Un voyage dans le monde des oghams

Uir, la mort…

Le silence… Un vent frais souffle dans la cime des arbres. La nuit commence à tomber. Au loin, les loups hurlent pour appeler le voile sombre sur la terre.

Le silence… Le crépitement d’un feu nourri du bois de sept forêts. Près du feu, un jeune homme. Pas encore très vieux, mais suffisamment pour connaître la crainte, l’inquiétude à ce que sera le jour d’après… Du moins, si le jour d’après arrive bien…

Le silence… Puis le cris des animaux. Oiseaux nocturnes, rongeurs, renards surtout. Autant d’êtres qui attendent la nuit pour sortir de leur cache, et se montrer aux lueurs de la lune.

Le silence… Silence d’un vieille homme… Un homme sans âge. Il était là au commencement des temps. C’est du moins ce que l’on peut penser en voyant sa longue chevelure argentée… La face burinée par les années, il a connu les anciens temps, les temps de magie. Un temps où l’honneur était une vertu, et la parole donnée était sacrée… Un temps où la vérité était palpable dans les creux des arbres, parce que les Hommes étaient encore capable de voir et d’entendre. Non encore encombrés par l’image qu’ils reflètent dans le monde.

Un ancien, c’est comme cela qu’on l’appelle au village. et le jeune garçon est parti avec lui un soir d’été alors que les soldats d’une armée étrangère étaient occupés à brûler, piller, assassiner… Violer…

Ses parents gisant sur le bûcher de leur demeure écroulée, le petit garçon d’alors n’avait d’autre espoir que celui de suivre cet homme qui lui promettait une solitude moins rugueuse à vivre…

Le silence de la forêt, bien qu’étant interrompu régulièrement par ses habitants, était une lumière à laquelle s’accrocher pour le jeune homme qui cherchait à faire le silence dans sa tête. Il entendait les hurlements, le pas des chevaux fracassant la terre, le vacarme des flammes qui emportaient les maisons. Le silence… Voilà ce qu’il cherchait. Le silence, et puis la paix. Une paix qu’il pensait inaccessible. Alors il se tourne vers le vieil homme, occupé à scruter les flammes comme s’il y voyait les destinées du monde.

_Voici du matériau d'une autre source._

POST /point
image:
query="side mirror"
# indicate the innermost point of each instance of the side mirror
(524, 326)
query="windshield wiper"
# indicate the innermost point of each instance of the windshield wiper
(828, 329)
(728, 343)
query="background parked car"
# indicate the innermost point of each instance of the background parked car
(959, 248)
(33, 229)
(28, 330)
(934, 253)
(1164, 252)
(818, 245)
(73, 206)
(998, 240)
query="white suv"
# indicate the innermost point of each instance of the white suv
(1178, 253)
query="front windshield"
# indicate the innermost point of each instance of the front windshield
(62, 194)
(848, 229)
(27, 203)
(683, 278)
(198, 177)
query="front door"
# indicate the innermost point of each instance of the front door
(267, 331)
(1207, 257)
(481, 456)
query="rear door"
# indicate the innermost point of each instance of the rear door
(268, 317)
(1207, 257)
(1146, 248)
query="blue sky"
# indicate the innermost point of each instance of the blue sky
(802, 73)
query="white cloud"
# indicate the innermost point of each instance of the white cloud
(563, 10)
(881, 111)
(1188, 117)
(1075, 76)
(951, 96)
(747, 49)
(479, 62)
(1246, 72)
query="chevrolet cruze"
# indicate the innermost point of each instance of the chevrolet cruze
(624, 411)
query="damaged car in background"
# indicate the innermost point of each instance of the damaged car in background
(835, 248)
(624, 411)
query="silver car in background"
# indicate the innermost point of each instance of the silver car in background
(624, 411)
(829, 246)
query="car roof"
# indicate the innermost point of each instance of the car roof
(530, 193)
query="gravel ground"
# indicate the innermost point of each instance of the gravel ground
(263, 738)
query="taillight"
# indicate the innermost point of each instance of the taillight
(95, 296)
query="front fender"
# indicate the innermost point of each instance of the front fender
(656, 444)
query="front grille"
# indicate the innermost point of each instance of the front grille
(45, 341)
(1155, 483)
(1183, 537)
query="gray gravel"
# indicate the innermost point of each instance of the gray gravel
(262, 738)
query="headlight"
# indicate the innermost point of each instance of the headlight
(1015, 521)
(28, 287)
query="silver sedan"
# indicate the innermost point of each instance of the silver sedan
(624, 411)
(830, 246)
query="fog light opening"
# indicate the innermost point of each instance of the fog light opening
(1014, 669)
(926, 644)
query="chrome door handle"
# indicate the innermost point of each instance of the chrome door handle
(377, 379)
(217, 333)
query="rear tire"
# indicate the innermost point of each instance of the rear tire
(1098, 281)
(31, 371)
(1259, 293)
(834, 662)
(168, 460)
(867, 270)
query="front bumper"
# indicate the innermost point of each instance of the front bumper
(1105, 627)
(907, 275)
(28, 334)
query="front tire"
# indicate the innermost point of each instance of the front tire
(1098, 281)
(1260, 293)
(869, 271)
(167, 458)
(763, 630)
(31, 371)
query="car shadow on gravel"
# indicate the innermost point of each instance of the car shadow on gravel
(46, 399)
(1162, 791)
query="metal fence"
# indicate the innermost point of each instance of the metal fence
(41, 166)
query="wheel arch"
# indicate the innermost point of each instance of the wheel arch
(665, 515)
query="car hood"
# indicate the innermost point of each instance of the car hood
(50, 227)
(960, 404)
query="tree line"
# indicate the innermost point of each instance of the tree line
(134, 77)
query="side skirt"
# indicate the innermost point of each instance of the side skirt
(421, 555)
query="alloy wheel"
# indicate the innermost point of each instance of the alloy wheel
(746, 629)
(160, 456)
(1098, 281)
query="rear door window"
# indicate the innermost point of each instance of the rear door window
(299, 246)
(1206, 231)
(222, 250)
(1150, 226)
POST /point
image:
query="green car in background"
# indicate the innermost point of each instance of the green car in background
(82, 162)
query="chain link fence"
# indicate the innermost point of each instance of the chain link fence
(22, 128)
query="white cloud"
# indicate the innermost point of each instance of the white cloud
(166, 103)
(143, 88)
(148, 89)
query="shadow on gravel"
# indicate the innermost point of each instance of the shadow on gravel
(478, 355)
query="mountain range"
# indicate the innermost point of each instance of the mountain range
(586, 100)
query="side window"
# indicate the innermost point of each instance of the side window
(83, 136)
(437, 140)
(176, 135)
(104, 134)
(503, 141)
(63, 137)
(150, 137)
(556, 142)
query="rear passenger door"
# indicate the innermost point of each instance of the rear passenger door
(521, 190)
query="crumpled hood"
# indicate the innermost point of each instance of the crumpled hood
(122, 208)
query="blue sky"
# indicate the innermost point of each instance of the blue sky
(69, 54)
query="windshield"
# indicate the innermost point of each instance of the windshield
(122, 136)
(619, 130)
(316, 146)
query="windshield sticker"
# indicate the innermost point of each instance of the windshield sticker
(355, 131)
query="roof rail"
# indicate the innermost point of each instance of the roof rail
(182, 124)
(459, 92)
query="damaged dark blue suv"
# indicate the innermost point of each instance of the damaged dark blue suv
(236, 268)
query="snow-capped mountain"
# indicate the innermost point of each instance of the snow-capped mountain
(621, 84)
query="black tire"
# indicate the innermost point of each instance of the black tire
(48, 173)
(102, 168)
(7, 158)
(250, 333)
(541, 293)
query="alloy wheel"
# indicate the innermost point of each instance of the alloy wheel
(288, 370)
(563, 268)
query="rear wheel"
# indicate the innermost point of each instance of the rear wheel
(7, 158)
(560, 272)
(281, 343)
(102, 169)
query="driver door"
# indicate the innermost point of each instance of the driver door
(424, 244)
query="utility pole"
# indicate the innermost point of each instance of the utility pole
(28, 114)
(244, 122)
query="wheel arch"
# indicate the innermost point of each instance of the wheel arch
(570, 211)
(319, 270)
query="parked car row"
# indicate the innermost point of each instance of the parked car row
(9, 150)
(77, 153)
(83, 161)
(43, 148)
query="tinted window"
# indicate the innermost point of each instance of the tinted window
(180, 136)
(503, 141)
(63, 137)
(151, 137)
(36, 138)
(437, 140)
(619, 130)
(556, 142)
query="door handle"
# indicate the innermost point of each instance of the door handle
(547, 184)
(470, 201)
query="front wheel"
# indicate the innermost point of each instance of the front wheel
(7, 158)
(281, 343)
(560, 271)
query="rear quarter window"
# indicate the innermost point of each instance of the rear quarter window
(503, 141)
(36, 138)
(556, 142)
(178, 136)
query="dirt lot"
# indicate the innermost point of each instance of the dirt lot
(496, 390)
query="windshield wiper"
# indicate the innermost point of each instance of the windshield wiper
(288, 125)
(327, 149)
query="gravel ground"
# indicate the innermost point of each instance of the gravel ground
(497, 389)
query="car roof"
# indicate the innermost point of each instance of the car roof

-Dis-moi : N’y a t-il que la mort pour trouver un peu de paix ? N’y a t’il que le néant pour trouver un peu de silence dans ce monde plein de haines et de peurs ? La fin, la mort, n’est elle qu’un trou béant dont on n’ a simplement qu’ un aperçu ici sur terre, parmi les Hommes méchants ? Le désespoir prend t-il fin lorsque tout est terminé ? Trouve t-on la fin de la souffrance quand le monde cesse de tourner ? J’ai peur des loups qui hurlent dans la vallée, mais la mort m’inquiète bien plus en cette soirée d’automne où je vois bien autour de moi le monde mourir lui aussi… Si je meurs, penserai-je encore à mes parents ? Leurs souvenirs s’éteindra t-il avec moi ? La mort est-elle la fin de tout ce qui est souffrance et de tout ce qui est bon ?

Le vieil homme sorti de ses visions continue pourtant à regarder les flammes dansées. Il se redresse. Avec une branche, arrange les bûches en laissant des étincelles s’envoler vers les étoiles, comme des petites fées libérées de leur emprise terrestre. Autorisées à retourner en leur demeure bien aimée… Avant de s’effondrer plus loin dans un creux de la terre, leur rêve avorté…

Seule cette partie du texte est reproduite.